More Control Over Weibo (China’s Twitter)

Via the BBC:  China’s Weibo microblog introduces user contracts

Users are reported to start with 80 points – they gain more by taking part in promotional activities, but lose points if they break any of the rules.

It is reported that if a subscriber’s points fell below 60 a "low credit" warning would appear on their microblog, leading to the possible cancellation of their account if it hit zero. If they "behaved" for two consecutive months their score is reported to return to 80.

"This is a sign of the authorities trying to restrain the internet in China, but a hardcore group of people will still find ways to get round the restraints," Dr Kerry Brown, head of the Asia Programme at the Chatham House think tank, told the BBC.

I wonder how much manpower it will take to maintain such a system.   Granted, a lot of it can be automated, but the rules don’t sound to me like something that could applied simply via keywords and algorithms:

The "community convention" says its members may not use the service to:

  • Spread rumours
  • Publish untrue information
  • Attack others with personal insults or libellous comments
  • Oppose the basic principles of China’s constitution
  • Reveal national secrets
  • Threaten China’s honour
  • Promote cults or superstitions
  • Call for illegal protests or mass gatherings

It adds that members must not use "oblique expressions or other methods" to circumvent the rules.

Heck, if we applied those rules in the US, the intertubes might be reduced to napping kitties and a few stats blogs…

FILED UNDER: Asia, Quick Takes, World Politics
Steven L. Taylor
About Steven L. Taylor
Steven L. Taylor is a Professor of Political Science and a College of Arts and Sciences Dean.

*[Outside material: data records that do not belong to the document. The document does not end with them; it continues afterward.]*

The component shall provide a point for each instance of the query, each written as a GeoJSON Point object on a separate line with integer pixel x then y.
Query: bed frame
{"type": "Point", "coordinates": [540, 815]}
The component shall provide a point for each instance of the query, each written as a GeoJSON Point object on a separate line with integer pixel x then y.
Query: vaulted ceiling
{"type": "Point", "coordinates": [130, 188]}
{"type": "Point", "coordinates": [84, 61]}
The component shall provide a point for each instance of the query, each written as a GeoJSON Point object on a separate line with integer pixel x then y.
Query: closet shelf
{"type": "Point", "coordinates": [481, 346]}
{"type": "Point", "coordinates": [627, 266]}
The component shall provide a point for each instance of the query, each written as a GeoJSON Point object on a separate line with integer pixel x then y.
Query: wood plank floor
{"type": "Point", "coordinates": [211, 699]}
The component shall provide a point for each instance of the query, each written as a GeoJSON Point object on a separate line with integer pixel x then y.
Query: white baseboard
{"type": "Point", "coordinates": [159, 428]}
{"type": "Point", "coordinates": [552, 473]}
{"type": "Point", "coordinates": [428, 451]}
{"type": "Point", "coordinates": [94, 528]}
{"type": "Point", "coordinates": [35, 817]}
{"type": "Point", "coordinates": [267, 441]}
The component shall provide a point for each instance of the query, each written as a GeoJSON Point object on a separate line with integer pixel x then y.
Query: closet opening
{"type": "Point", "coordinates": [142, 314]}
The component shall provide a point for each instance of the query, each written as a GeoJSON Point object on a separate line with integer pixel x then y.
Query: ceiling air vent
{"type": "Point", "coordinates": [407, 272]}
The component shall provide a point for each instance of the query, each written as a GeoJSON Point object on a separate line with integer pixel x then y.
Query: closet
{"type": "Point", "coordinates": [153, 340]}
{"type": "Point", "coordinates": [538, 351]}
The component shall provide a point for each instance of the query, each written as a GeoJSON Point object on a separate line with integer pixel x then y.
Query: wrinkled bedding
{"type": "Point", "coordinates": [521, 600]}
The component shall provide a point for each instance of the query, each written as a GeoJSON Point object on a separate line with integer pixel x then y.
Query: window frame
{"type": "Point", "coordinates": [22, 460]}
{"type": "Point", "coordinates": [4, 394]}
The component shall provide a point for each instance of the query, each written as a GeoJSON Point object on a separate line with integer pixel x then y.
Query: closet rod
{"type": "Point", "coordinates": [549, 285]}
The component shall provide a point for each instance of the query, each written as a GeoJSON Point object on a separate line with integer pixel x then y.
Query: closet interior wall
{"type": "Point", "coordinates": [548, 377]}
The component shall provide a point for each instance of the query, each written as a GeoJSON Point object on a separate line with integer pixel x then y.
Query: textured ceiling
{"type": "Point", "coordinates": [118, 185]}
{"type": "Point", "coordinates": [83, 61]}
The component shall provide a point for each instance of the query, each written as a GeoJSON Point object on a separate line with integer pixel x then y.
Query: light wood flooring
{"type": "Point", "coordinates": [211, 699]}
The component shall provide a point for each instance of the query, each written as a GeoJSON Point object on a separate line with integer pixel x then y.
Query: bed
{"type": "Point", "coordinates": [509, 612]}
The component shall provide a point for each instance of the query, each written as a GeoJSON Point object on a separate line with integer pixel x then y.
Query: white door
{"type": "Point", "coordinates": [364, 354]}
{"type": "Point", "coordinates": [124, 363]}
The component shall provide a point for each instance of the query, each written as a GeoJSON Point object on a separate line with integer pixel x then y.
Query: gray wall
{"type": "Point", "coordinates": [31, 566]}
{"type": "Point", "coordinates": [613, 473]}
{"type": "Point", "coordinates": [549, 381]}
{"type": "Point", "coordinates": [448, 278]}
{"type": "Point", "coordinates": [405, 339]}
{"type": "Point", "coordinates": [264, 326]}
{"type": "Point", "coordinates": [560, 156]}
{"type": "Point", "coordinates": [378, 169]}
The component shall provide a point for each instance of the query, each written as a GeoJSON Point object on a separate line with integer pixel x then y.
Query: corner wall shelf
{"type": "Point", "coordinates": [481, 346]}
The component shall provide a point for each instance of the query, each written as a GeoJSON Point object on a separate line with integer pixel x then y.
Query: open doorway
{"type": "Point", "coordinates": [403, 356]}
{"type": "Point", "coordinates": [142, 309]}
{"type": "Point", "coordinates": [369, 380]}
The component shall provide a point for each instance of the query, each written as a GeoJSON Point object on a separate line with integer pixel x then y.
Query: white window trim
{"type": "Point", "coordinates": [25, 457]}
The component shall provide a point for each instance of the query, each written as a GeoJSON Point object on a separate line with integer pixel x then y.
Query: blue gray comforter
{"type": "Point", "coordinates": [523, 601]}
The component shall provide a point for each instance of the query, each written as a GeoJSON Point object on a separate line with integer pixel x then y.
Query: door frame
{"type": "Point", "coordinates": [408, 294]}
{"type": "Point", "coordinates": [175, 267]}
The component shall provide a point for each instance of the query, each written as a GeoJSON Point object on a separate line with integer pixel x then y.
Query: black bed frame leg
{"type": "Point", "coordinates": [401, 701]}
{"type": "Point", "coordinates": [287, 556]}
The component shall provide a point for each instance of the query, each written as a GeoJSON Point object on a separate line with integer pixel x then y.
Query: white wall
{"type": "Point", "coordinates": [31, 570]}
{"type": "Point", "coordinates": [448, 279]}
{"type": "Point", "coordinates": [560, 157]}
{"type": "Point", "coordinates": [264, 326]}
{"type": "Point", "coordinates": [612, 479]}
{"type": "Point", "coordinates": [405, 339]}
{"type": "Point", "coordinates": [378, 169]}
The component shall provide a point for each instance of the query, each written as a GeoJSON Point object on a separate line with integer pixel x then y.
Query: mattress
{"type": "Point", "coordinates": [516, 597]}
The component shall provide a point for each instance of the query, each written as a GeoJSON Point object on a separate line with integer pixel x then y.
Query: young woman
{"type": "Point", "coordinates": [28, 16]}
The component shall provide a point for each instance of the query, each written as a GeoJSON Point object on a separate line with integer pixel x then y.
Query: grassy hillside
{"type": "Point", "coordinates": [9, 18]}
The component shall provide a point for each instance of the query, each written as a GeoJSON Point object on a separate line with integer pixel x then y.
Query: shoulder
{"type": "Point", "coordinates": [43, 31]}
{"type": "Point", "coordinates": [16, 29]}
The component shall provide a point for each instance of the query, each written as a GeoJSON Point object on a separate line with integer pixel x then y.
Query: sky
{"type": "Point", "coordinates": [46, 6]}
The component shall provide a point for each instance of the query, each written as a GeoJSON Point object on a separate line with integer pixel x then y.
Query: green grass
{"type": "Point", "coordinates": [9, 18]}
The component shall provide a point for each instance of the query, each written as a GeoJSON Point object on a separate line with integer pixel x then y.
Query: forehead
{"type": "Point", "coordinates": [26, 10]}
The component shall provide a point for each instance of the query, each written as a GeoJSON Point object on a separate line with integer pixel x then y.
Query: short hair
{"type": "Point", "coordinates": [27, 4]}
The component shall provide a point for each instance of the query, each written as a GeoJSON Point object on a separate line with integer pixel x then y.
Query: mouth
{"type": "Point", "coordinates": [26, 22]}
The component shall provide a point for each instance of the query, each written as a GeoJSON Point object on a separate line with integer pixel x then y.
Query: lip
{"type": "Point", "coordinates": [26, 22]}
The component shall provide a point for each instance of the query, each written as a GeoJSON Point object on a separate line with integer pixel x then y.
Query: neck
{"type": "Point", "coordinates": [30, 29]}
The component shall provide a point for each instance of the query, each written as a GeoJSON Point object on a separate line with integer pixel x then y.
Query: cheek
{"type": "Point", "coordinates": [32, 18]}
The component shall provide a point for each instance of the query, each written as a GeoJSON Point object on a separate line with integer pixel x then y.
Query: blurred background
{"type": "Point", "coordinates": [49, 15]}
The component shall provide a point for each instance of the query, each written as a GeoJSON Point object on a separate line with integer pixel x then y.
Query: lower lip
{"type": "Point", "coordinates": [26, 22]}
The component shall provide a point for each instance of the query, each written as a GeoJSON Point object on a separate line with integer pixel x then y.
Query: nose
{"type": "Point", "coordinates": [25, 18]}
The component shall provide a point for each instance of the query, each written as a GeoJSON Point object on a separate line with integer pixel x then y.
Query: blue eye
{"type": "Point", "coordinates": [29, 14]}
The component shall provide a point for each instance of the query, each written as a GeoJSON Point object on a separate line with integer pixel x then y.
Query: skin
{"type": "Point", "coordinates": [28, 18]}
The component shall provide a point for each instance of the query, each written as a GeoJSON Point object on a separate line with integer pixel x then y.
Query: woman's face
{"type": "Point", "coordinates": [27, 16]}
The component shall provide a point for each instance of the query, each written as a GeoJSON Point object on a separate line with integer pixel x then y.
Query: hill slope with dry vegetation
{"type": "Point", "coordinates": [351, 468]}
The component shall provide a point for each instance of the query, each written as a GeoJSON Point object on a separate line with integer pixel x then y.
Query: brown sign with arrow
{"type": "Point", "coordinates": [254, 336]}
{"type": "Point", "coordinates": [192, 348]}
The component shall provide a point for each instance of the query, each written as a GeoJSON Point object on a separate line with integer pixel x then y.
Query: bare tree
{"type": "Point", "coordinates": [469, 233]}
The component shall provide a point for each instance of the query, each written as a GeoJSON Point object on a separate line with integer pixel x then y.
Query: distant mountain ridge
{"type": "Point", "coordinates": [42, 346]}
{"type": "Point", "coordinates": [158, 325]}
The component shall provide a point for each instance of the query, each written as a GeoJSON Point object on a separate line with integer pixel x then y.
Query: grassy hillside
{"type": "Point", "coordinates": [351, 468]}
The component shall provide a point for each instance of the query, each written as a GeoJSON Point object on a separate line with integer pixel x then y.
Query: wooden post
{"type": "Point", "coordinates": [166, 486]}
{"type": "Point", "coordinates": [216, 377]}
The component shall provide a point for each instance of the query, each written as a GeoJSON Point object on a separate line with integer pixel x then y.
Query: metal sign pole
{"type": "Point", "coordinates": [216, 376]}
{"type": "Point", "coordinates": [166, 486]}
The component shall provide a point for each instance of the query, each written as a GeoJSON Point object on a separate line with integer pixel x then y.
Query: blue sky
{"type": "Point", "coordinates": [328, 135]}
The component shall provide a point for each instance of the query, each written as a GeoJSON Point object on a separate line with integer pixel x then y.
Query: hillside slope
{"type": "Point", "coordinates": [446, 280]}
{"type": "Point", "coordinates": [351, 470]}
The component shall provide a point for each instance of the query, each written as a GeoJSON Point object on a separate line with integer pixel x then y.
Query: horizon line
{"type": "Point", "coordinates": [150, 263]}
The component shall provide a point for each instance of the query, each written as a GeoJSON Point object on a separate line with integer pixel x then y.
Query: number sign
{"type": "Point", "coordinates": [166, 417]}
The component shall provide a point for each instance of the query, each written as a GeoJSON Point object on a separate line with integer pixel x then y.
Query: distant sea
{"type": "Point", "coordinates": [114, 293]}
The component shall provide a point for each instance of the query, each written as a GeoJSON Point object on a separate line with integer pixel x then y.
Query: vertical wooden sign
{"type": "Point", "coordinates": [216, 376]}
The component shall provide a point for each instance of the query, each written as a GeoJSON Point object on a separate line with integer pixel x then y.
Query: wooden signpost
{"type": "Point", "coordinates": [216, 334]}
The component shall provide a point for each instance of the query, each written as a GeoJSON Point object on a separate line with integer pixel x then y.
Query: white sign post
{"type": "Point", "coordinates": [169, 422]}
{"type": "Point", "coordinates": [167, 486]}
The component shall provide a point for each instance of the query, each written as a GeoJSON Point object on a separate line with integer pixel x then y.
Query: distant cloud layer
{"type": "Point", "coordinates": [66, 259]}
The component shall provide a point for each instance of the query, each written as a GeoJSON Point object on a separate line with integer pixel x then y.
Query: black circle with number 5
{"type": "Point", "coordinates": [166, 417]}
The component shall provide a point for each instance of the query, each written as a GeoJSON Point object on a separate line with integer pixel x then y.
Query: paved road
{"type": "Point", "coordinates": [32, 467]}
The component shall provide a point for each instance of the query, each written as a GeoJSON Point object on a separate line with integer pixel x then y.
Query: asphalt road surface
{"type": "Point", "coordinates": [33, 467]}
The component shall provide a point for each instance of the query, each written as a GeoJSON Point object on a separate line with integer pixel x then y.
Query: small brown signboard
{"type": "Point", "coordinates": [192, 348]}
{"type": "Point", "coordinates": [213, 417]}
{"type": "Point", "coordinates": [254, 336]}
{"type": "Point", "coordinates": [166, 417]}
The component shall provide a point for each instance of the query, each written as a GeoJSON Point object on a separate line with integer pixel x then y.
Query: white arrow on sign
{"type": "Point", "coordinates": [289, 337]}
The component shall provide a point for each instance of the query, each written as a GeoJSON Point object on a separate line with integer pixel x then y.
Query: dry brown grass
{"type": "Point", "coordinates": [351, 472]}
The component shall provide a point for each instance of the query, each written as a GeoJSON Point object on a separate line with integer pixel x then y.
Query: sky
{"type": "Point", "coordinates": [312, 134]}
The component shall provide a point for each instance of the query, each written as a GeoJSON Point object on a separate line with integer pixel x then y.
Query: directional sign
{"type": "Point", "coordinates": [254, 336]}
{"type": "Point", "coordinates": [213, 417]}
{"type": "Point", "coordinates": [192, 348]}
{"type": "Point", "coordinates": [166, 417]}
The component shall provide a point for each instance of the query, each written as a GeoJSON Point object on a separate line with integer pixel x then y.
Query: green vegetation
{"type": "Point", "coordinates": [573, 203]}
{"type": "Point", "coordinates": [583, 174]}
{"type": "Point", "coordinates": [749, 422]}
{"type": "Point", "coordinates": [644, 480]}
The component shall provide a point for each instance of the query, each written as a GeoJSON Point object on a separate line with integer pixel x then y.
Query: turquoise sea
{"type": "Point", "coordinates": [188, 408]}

His main areas of expertise include parties, elections, and the institutional design of democracies. His most recent book is the co-authored A Different Democracy: American Government in a 31-Country Perspective. He earned his Ph.D. from the University of Texas and his BA from the University of California, Irvine. He has been blogging since 2003 (originally at the now defunct Poliblog). Follow Steven on Twitter

Comments

  1. At least in America, we have the illusion of freedom.

  2. Just 'nutha ig'rant cracker says:

    In a country of 1.however many billion people, the labor intensity of the task may not be as much of a problem as we would imagine.

    Back in the early 80s, two friends of mine who owned a small engineering company were contracted to build the first (?? maybe not, but I believe it may have been) frozen food processing plant in the interior of China. At some point, they arrived at the point where they were going to need to raise a ventilation stack (or smoke stack) that was several hundred feet tall. They talked to their government facilitator and translator about moving a crane onto the site to lift the stack in place. He told them that was impossible–not only was no crane of such size available in the province, or surrounding provinces for that matter, but also there was no road or rail line capable of transporting the crane to the site. The translator asked if it could be done with man power, ropes and pulleys.

    My friends told him that they didn’t see how–it was certainly possible, but it would take in excess of 3000 men and 15000 feet of rope.

    The translator replied, we can get that for you. Will two days be ok? The crew on site commenced building the necessary scaffolding that day.